Smiths board has unilaterally approved the offer, which it says could realise $1.8bn in cash proceeds on completion.
It added that there would be a “significant return” of cash to shareholders after the sale, which it has long been trying to pull off.
The blue chip stock will retain a 30 per cent stake in the spun-off division, which makes specialty devices for infusion therapy, vascular access and vital care.
It said that the deal would allow it to focus on its core operations, which centre around the manufacture of sensors for the detection of explosives, weapons, chemical agents.
Jehan Zeb Noor, chief executive of Smiths Medical, said: “Our new ownership structure presents a great opportunity for Smiths Medical, our employees and our customers.

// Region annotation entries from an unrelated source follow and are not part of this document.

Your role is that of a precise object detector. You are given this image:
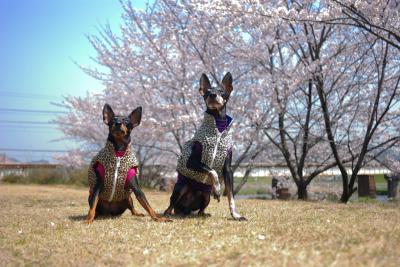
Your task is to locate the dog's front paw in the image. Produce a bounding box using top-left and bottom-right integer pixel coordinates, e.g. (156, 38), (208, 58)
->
(132, 211), (145, 217)
(233, 216), (247, 221)
(232, 212), (247, 221)
(85, 210), (95, 224)
(213, 190), (221, 202)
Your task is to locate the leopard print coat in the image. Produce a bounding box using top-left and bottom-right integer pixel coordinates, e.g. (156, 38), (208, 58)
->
(88, 141), (138, 202)
(177, 112), (232, 185)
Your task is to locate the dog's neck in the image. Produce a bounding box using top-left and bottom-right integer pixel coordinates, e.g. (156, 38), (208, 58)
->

“We are looking forward to working with TA who have been an active investor in the healthcare industry for more than 30 years and who can help us accelerate our growth, create value for our customers and, most importantly, improve the lives of millions of patients globally.”
Birker Bahnsen, managing director of TA Associates, said: We believe that TA is well-positioned as a growth investor to support Smiths Medical in driving innovation and value going forward.
“Our deep medical device experience, operational knowledge and strong track record of partnering with management teams to accelerate growth, give us conﬁdence that we can help Smiths Medical grow both organically and through acquisitions.”